Chances are, you’ve read an article recently telling you to be careful about the withholding in your paycheck, to make sure your employer (assuming you have one) is taking out enough money so that you won’t have a big tax obligation come April. This is the result of a big government publicity campaign which, on the surface, doesn’t make a lot of sense. The new tax act reduced the tax rates for just about everybody—admittedly not by much, but still a change down rather than up—so why would everybody suddenly be withholding too little? The most likely impact is that you’ll end up with a modest refund rather than the usual break-even.

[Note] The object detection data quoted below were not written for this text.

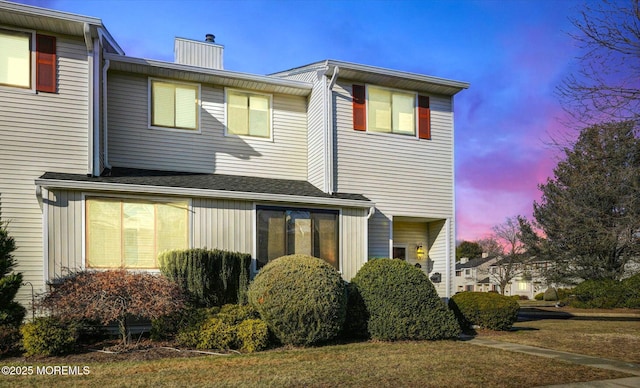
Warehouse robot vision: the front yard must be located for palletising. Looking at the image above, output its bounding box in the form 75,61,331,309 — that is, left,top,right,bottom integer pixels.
0,336,626,387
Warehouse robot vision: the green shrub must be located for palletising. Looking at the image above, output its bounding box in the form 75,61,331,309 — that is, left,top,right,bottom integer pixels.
569,279,626,309
622,273,640,309
0,325,21,356
342,283,369,339
151,306,220,340
235,319,269,353
248,255,346,345
196,317,235,350
449,292,520,330
158,248,251,307
544,287,560,302
20,317,78,356
349,259,460,341
0,221,26,327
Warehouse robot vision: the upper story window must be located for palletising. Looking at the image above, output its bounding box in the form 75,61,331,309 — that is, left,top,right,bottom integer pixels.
149,79,200,130
226,89,271,138
0,29,57,93
352,85,431,139
86,198,189,269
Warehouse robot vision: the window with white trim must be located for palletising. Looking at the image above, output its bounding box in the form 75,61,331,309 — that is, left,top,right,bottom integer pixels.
256,206,340,269
149,78,200,130
85,198,189,269
225,89,271,138
367,86,416,136
0,29,58,93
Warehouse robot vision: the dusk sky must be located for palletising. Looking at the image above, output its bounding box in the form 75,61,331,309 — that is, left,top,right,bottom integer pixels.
13,0,585,240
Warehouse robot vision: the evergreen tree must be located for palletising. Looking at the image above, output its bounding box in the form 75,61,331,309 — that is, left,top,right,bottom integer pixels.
536,121,640,281
0,221,26,326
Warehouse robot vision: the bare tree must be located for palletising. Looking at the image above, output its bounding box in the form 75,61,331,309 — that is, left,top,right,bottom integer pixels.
487,216,526,295
557,0,640,126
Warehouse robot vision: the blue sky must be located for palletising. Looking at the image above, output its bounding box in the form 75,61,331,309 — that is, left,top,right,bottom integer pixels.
18,0,585,240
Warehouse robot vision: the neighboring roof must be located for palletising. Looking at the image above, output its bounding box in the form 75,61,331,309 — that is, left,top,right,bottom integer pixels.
105,54,313,96
36,167,374,207
0,0,123,52
456,256,496,270
270,59,469,96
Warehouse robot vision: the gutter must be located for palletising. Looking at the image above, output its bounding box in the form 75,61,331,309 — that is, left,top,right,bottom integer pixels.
35,178,374,208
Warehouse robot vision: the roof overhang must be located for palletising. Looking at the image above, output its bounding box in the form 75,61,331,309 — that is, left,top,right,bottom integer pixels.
35,178,375,209
105,54,313,96
271,59,469,96
0,1,123,52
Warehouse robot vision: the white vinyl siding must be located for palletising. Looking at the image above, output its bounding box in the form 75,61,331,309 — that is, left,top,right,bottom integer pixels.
0,28,33,89
0,36,89,306
149,78,200,130
225,89,271,138
333,80,455,297
108,72,307,180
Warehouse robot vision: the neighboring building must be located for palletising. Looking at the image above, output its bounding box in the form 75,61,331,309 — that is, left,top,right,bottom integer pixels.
0,2,469,312
455,255,500,292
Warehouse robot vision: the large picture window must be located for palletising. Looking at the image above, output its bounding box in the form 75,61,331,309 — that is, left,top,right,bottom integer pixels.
86,198,189,269
257,207,339,269
150,79,200,130
226,89,271,138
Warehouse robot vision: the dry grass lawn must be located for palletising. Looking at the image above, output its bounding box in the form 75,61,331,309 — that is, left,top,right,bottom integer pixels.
478,318,640,364
0,341,626,388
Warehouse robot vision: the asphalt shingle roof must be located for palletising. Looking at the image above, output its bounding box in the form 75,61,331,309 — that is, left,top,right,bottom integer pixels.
40,167,369,201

If you’re receiving Social Security benefits and your adjusted gross income plus nontaxable interest plus half of your Social Security benefits all add up to $34,000 (single filers) or $44,000 (married filing joint filers), then you might have to do some figuring. People in this category have to pay taxes on up to 85% of their Social Security benefits. A number of them file Form W-4V to have a flat rate withheld from every check—and if they keep that amount the same, then they will probably be overpaying a bit, which is not a problem. But if, instead, you’re paying taxes quarterly, and you’re expecting your tax bill to go down a lot as a result of the new tax law, then maybe you’re underpaying and could end up paying penalties.

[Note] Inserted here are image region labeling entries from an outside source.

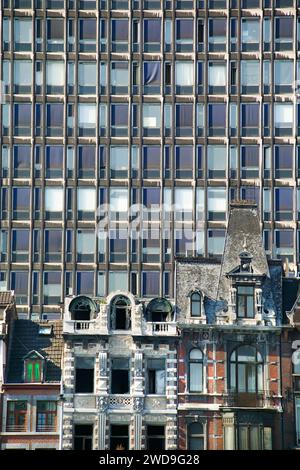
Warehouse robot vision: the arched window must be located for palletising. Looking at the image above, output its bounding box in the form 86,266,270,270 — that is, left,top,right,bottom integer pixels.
146,298,173,322
189,349,203,392
230,345,263,393
69,295,97,322
191,292,201,317
24,351,45,383
110,295,131,330
188,423,204,450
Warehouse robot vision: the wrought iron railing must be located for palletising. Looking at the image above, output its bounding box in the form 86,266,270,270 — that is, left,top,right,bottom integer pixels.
223,390,276,408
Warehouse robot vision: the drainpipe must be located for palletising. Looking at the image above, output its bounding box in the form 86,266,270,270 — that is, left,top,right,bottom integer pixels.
58,378,64,450
279,329,285,450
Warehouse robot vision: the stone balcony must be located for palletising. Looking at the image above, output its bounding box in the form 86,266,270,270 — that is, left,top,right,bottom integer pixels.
63,319,177,336
74,394,96,409
63,320,106,335
145,322,177,336
223,390,279,408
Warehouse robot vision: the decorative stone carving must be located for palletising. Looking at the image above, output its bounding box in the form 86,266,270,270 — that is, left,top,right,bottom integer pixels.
133,397,144,413
97,396,108,412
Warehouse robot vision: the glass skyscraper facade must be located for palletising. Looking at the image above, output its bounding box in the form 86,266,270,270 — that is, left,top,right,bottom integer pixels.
0,0,300,318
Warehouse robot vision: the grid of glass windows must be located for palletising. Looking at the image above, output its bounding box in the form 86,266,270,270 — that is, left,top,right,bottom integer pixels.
0,0,300,315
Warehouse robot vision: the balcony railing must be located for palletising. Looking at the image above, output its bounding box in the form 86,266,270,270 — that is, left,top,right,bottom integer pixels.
147,322,177,336
109,395,133,409
36,424,57,432
6,424,27,432
63,320,101,334
223,390,276,408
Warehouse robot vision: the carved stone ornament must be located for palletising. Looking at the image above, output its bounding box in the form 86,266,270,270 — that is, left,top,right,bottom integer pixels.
97,396,108,411
133,397,144,412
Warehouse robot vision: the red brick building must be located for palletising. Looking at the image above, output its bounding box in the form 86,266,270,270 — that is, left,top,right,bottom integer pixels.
175,202,283,450
280,278,300,449
0,320,63,450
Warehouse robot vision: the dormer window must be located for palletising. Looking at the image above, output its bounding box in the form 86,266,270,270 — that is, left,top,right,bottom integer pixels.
111,295,131,330
24,351,45,383
191,292,201,317
236,285,255,318
146,298,173,323
69,295,97,325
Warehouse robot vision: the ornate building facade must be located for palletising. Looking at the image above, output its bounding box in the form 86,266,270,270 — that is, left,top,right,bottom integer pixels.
62,291,178,450
175,202,291,449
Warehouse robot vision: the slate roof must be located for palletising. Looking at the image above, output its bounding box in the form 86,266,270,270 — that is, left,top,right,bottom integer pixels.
7,320,63,383
219,201,269,296
282,277,300,323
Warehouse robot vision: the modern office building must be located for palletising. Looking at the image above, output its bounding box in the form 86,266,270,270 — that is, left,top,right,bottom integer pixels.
0,0,300,319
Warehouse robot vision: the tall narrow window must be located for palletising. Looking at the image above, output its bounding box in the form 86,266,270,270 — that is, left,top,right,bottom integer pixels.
189,349,203,393
230,345,263,392
36,401,57,432
111,357,130,395
147,359,166,395
188,423,205,450
191,292,201,317
6,401,27,432
237,286,255,318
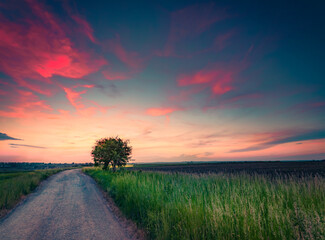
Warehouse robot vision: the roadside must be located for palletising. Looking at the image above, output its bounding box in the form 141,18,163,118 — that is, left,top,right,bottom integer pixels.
0,168,71,219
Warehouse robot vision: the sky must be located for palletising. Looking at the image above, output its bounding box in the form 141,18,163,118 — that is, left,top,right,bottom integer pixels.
0,0,325,163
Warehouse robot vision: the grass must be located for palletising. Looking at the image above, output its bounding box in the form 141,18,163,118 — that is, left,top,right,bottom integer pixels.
0,169,64,213
83,168,325,239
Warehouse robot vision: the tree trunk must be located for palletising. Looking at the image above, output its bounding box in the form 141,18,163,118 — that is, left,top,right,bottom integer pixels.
103,162,108,170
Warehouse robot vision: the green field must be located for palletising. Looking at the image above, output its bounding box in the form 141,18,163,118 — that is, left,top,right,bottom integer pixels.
84,168,325,239
0,169,64,216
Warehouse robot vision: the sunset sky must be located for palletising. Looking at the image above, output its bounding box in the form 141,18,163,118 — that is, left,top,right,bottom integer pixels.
0,0,325,163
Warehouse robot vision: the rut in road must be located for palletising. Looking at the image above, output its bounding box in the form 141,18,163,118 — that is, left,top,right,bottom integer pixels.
0,169,130,240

Of course, people over age 70 1/2 should also be paying quarterly taxes on the money they receive from their required minimum distributions (RMDs) from IRAs or 401(k) plans. But here, there’s a late fix: they can notify their custodian to withhold a full year’s worth of taxes from the last required distribution. If they do that, then the IRS would treat the payment as if they’ve been making the payments all year. But you have to be careful. If, instead, they take the distribution, put it in the bank, and then make the tax payment, the IRS could assess penalties for the quarters they missed.
It’s always a good idea to pay attention to your taxes. But this latest publicity campaign by the IRS—credulously picked up by most of the financial press—seems a bit like overkill: a warning about something that most people are already handling just fine.